**Getting Location Recommender Systems**

Recommendation systems are primarily used to predict the preference or rating of a user for an item. They are widely used in many commercial applications, including product and service recommendations, as well as content and friendship recommendations in social media. However, recommendation systems are not only used for products on Amazon or movies on Netflix but also locations. Location-based recommenders incorporate the location of users to provide relevant and precise recommendations. These can be a point of interest recommendations, such as restaurants, events in nearby locations, or posts and local trends in social media. In this chapter, we will cover different recommender systems, including collaborative filtering methods and location-based recommendation methods. We will take an example of a restaurant recommender system application in this chapter, using a restaurant and consumer dataset from UCI, Machine Learning Repository.
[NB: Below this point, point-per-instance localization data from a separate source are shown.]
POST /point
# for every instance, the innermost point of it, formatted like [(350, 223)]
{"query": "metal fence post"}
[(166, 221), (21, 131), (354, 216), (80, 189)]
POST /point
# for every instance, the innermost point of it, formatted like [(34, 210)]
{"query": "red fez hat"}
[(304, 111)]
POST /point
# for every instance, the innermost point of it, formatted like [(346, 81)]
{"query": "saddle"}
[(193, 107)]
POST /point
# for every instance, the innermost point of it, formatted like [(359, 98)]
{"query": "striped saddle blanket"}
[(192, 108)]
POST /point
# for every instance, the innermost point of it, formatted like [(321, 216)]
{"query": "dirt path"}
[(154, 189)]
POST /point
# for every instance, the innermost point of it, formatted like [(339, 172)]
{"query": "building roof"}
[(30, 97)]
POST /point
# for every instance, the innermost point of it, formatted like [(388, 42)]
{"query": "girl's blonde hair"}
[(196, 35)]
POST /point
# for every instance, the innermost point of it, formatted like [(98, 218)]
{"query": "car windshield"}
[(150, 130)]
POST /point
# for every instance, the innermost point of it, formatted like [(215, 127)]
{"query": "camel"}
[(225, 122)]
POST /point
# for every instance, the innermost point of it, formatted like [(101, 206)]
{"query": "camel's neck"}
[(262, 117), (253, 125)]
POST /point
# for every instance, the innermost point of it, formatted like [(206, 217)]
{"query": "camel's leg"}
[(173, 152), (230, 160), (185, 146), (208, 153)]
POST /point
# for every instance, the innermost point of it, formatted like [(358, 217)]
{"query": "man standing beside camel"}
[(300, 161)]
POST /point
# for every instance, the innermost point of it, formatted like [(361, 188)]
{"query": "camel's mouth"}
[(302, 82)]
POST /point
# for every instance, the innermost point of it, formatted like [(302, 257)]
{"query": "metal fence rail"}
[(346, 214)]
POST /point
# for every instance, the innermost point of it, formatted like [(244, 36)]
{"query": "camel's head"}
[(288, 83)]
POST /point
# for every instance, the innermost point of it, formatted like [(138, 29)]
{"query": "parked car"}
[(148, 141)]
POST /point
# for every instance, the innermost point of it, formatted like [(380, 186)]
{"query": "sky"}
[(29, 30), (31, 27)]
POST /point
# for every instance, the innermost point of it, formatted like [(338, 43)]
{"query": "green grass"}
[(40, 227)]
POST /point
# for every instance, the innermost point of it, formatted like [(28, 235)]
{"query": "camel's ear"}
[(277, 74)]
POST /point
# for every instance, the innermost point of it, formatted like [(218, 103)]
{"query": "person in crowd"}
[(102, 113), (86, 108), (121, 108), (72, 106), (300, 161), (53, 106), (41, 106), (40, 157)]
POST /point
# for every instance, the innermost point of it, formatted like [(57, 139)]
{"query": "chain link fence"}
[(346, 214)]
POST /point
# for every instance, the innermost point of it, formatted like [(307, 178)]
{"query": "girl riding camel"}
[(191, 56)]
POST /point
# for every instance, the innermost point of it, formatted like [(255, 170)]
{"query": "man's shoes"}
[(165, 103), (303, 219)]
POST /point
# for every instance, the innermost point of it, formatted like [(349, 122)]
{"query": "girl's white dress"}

The topics covered in this chapter include the following:

- Exploratory data analysis
- Collaborative filtering recommenders
- Location-based recommendation systems

**Exploratory data analysis**

Let's start reading the data. We will be using two files: one CSV with ratings and another GeoJSON file with restaurants and their locations. Let's first read the ratings of the CSV file.

**Rating data**

This file contains the final rating of restaurants. It has userID and placeID, which we can merge with the GeoJSON datasets of restaurants and rating columns. Let's read the data in pandas and look at the first five rows:

In [None]:
ratings = pd.read_csv('RCdata/rating_final.csv')
ratings.head()

User ratings

We have 1,161 rating rows and if we look at the first five rows of the rating column, the first three rows under the rating column have a 2 point rating, while the last two rows have a 1 point rating. Let's get the mean of the rating column by using the pandas .mean() function:

In [None]:
print(ratings['rating'].mean())

The output the preceding code shows that the average rating of the entire rating dataset is 1.20. Let's print out how many unique userID we have, as well as unique placeID

In [None]:
print("There are {} unique userID in the dataset".format(ratings['userID'].nunique()))
print("There are {} unique placeID in the dataset".format(ratings['placeID'].nunique()))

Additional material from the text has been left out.